Hardship and Alleged Absurdity if the Support Order is not Varied
[36] I add that Lorne’s position that the Support Order constitutes undue hardship in his current circumstances and that its continuation will thwart his ability to conduct his litigation, is not sufficiently supported on the record before me for the following additional reasons.
[37] First, there are many examples of Lorne continuing to enjoy a privileged lifestyle which are inconsistent with his hardship assertion. These include renting a private cabin at Bigwin Island Golf Club at a cost of over $40,000 per month in August 2021 and living in Florida for several months while his Toronto residence costing him $4,390 sits empty. None of these expenses are disclosed on his most recent Financial Statement. As well, Lorne’s personal investments have increased since separation.
[38] If the Support Order constitutes a significant hardship, then one would expect that Lorne would be attempting to move this matter forward expeditiously to trial where the issue of the support payable can be finally addressed on the merits.
[39] Instead, he has caused delay by refusing to answer questions during Questioning in August 2021 on the basis that Donna’s lawyer is in a conflict of interest and could no longer represent her. He has not brought any removal motion despite the fact that Donna’s lawyer has represented her for the last three and one half years and he has also refused to schedule a Trial Management Conference on the basis that his removal motion must proceed first.

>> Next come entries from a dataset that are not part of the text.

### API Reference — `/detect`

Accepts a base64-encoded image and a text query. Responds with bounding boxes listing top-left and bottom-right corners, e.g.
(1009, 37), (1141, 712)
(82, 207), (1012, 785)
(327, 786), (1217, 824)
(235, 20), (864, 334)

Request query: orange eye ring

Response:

[40] Had he completed questioning in August 2021, proceeded to a settlement conference and TMC conference immediately, or brought his removal motion long ago when he first raised the issue, the trial of this matter may have already been scheduled and be imminent.
[41] I add that Lorne complains that the marital agreements he executed have resulted in Donna having the lion’s share of the marital assets. If that is the case and he ultimately is successful in his claim that the Support Order is excessive, then he will be in a position to seek retroactive adjustments and the significant assets he complains are in Donna’s name alone, will be available for this adjustment.
Conclusion
[42] In my view Lorne is seeking to relitigate this matter as though it were being heard de novo which is not the applicable test. Lorne has not met the heavy onus required to vary an interim support order. There is insufficient basis to conclude that there has been a substantial change in Lorne’s circumstances as the issues raised by Lorne were already before Justice Monahan and/or existed at the time of the Support Order and Lorne did not raise them. As well, he has brought his motion before his 2021 income tax return must be filed and without any further expert analysis as to his income, which as I have said above, is fatal to his motion.
[43] Further, there is insufficient basis to conclude that Lorne would suffer undue hardship or that continuation of the Support Order would be incongruous or absurd. If Lorne was dissatisfied with Justice Monahan’s decision, he should have sought to appeal it.
[44] Therefore, the motion to vary is dismissed.
[45] I am directing that if Lorne wishes to bring a motion to remove Donna’s counsel from the record, he must do so by the end of March 2022.
[46] The parties shall complete questioning by the end of April 15, 2022.
[47] There is currently a settlement conference scheduled for March 3, 2022 which I am directing the parties still attend. At this settlement conference, the parties shall address the timing of scheduling a Trial Management Conference as soon as possible.
[48] I encourage the parties to settle their costs. If the parties cannot, they may provide submissions as follows: Donna within 5 days no longer than 4 pages and Lorne within 5 days thereafter no longer than 5 pages.